Agata Perenc: "Marzenia o igrzyskach nigdy nie zniknęły"
Zawodniczka rybnickiej Polonii wraca do wysokiej formy. W sierpniu 2013 roku, tuż przed wyjazdem na mistrzostwa świata, Agata Perenc zerwała więzadła w kolanie i od tego czasu walczyła o powrót do jak najwyższej dyspozycji.

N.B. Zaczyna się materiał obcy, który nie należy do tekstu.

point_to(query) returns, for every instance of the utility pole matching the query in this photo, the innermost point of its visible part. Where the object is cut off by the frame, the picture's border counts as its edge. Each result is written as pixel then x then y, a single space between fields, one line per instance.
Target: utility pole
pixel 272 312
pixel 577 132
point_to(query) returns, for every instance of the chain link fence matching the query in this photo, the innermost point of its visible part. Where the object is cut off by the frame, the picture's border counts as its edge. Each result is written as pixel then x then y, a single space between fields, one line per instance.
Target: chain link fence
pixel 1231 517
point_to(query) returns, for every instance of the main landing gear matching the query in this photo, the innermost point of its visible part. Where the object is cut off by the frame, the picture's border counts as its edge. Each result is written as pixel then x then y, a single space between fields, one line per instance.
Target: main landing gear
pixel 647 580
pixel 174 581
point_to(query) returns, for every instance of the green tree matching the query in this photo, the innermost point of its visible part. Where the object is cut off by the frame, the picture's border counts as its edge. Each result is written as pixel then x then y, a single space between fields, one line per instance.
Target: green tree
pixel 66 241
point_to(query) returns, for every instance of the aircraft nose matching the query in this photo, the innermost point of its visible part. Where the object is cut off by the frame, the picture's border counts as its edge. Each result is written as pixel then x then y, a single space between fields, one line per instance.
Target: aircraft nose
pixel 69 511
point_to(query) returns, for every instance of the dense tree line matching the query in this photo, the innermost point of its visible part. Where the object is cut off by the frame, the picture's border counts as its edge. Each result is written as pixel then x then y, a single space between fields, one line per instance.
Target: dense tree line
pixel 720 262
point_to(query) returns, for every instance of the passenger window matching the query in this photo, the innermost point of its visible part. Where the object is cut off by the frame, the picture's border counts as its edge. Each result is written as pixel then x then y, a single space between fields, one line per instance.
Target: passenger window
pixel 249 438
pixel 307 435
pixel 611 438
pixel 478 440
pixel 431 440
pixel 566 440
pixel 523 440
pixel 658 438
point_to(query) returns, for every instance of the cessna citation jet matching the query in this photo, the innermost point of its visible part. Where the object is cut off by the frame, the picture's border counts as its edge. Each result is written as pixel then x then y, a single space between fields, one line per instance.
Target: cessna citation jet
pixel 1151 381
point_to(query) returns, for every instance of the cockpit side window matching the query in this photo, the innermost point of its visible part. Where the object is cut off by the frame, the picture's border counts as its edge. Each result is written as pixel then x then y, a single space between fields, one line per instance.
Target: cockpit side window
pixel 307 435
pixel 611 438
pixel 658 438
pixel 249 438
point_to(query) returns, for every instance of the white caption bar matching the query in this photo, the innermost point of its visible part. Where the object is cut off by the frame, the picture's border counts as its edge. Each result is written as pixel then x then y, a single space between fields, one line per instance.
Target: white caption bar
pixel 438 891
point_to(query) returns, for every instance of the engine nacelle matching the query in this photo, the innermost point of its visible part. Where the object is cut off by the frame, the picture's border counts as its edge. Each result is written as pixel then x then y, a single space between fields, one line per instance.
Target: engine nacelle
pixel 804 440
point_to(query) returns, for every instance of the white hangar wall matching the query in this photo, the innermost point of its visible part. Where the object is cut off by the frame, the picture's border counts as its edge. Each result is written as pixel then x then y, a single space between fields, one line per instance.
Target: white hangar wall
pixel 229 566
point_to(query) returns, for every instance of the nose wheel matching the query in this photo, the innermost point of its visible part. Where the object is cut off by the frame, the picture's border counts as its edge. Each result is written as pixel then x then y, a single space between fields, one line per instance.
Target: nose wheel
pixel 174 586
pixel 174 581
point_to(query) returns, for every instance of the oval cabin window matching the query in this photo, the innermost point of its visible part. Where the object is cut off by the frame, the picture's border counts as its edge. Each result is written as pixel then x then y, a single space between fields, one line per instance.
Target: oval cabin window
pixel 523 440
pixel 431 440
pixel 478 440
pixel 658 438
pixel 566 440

Trzecie miejsce, zajęte podczas zawodów pucharu świata, odbywających się niedawno w austriackim Oberwart potwierdziło, że Agata Perenc ponownie dobija się do światowej czołówki. - Faktycznie, po intensywnym grudniowo-styczniowym przygotowaniu pod okiem trenerki kadry narodowej Anety Szczepańskiej, doszłam do formy po kontuzji. Czuję się mocna, na pucharze świata wygrałam ze znakomitymi zawodniczkami, co umocniło mnie w przekonaniu, że stać mnie na wiele! - tłumaczy judoczka rybnickiej Polonii. Ostatni wynik dał Agacie pierwsze punkty olimpijskie, co oznacza, że jest szansa, iż Rybnik będzie miał swojego reprezentanta podczas Igrzysk w Rio de Janeiro. A jeszcze nie tak dawno wydawało się, że poważna kontuzja przekreśliła możliwość występu Agaty w najważniejszych dla sportowca zawodach. - Te marzenia nigdy nie zniknęły! W okresie rehabilitacji po operacji to te marzenia napędzały mnie do codziennej wielogodzinnej pracy i to dzięki nim jestem gdzie jestem - zapewnia zawodniczka, która przed kilkoma dniami zajęła siódme miejsce podczas pucharu świata w Pradze. Teraz czas na kolejne występy. - Najbliższe zawody, w których startuję to turnieje z cyklu Grand Prix w Tbilisi (20-22 marca) oraz Samsun (27-29 marca). Są to turnieje wysoko punktowane w rankingu olimpijskim. Jeśli wywalczę tam medal, wówczas będę miała świetną pozycję wyjściową - mówi Agata. Dodajmy, że kwalifikacje olimpijskie kończą się w maju przyszłego roku, tak więc przed rybniczanką jeszcze sporo startów. - Ale punkty trzeba zbierać jak najszybciej, gdyż pod koniec kwalifikacji może się okazać, że zabraknie mi ich dosłownie kilka. Żeby zakwalifikować się na igrzyska, muszę być w pierwszej czternastce rankingu olimpijskiego, który obejmuje zawodniczki z całego świata. Jak widać jest to dość gęste sito kwalifikacyjne - tłumaczy Agata Perenc.